Sin duda, son reivindicaciones que van en beneficio de toda la sociedad, incluida la legítima mejora salarial, pese a que sea a ella a la que se quiere reducir el foco de las movilizaciones para generar esa imagen social, tantas veces injusta, de que el profesorado solo se mueve por dinero. Es algo rotundamente falso. El salario de un docente requiere dignidad acorde con las funciones que desempeña y con la situación económica actual, pero sobre todo hay que recordar que quienes ejercen y defienden un derecho fundamental recogido en la Constitución española, el derecho a huelga, están defendiendo la democracia misma. Y eso hay que hacerlo sin complejos, como sucede en otros sectores laborales donde la sociedad en su conjunto se solidariza con reivindicaciones salariales, pero con el profesorado parece que hay que decirlo con la boca pequeña. ¡Fuera complejos!
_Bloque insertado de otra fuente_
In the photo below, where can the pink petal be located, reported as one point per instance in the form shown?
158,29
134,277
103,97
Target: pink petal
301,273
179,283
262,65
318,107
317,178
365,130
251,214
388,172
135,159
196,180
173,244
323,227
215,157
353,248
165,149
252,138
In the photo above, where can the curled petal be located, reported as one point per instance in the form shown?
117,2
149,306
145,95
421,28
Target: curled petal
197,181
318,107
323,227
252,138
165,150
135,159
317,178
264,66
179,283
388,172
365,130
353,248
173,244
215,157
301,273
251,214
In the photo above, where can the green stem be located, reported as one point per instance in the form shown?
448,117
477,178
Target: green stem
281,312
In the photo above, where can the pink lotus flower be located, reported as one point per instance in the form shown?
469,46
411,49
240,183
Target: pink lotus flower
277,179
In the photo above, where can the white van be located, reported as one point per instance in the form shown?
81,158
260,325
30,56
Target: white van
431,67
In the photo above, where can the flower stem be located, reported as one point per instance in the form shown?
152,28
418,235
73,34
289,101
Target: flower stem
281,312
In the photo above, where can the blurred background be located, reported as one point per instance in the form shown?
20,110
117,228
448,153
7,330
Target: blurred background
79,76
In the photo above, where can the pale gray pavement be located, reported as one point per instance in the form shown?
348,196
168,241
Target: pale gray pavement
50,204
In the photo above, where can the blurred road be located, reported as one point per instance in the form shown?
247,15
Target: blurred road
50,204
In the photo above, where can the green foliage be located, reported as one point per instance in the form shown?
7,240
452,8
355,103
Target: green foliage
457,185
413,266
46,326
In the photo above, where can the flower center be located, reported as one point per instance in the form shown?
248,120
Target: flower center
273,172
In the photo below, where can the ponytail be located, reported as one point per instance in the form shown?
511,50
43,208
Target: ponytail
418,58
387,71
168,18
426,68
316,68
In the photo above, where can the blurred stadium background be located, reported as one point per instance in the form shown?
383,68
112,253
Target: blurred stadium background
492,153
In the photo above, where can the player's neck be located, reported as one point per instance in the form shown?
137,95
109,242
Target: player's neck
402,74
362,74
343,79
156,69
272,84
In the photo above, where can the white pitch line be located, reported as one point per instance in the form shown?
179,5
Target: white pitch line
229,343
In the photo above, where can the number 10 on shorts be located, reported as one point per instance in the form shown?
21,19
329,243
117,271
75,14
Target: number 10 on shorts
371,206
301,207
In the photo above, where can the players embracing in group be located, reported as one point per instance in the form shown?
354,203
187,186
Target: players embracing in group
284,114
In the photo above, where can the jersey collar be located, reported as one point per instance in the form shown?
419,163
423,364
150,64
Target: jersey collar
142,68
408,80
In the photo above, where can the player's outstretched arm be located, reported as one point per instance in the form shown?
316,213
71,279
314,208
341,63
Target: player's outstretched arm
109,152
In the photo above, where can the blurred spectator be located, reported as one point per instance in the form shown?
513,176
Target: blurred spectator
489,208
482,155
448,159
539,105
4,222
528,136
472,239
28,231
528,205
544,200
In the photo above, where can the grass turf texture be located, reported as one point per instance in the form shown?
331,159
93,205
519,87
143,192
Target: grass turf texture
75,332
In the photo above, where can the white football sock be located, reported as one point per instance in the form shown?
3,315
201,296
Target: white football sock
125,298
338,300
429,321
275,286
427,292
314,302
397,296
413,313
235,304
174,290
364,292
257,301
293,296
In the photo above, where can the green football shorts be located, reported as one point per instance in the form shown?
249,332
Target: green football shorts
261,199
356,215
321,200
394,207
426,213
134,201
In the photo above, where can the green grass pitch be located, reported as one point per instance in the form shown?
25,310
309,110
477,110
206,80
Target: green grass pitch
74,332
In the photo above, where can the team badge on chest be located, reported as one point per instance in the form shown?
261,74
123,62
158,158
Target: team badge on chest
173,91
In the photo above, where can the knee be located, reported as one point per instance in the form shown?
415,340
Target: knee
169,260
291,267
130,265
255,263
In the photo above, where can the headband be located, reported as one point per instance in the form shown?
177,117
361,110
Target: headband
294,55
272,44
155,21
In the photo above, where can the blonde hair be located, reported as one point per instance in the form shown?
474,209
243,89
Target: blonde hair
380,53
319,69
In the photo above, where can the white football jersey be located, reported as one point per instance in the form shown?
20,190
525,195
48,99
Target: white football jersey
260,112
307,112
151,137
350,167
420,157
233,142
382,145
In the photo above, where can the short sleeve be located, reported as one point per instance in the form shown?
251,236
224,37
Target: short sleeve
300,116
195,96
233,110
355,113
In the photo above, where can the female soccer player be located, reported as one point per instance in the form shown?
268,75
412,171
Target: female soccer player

Lo normal es que el movimiento, con el paso de los días, vaya a menos, que se consigan algunas cosas de forma más o menos inmediata y que otras se negocien en un horizonte temporal. No ser consciente de que todas las reivindicaciones no se van a conseguir de golpe es también vivir en una realidad paralela. Vendrán días en los que la presión mediática irá a más para construir una imagen del profesorado insolidaria, como si movilizarse ahora fuese un capricho y no la consecuencia lógica de años ignorados. Esa narrativa es tan vieja como injusta, y hay que estar preparados para ella.
Esta semana hay una nueva huelga del personal médico. Ya he perdido la cuenta de las que llevan. Afectará a citas de especialistas programadas desde hace tiempo, a intervenciones quirúrgicas necesarias para quienes llevan mucho esperando, a la tramitación de bajas laborales. Sin embargo, ¿veremos la misma denigración social hacia esos empleados públicos que ya estamos viendo aparecer sobre el profesorado? Probablemente no. Y esa asimetría dice mucho de cómo seguimos mirando (o dejando de mirar) a quienes sostienen la educación pública de este país.
¡Fuera complejos! La educación, como la sanidad, es un servicio público esencial. Escuchar a quienes la ejercen es lo mínimo que podemos hacer quienes creemos que la escuela pública es un pilar irrenunciable del estado del bienestar y el medio más poderoso que tenemos para que todos los niños, niñas y jóvenes puedan tener las mismas oportunidades con independencia de su procedencia social. Pero eso requiere unas condiciones dignas. En todos los sentidos.
Gracias, una semana más, por dedicar parte de tu tiempo a leerme.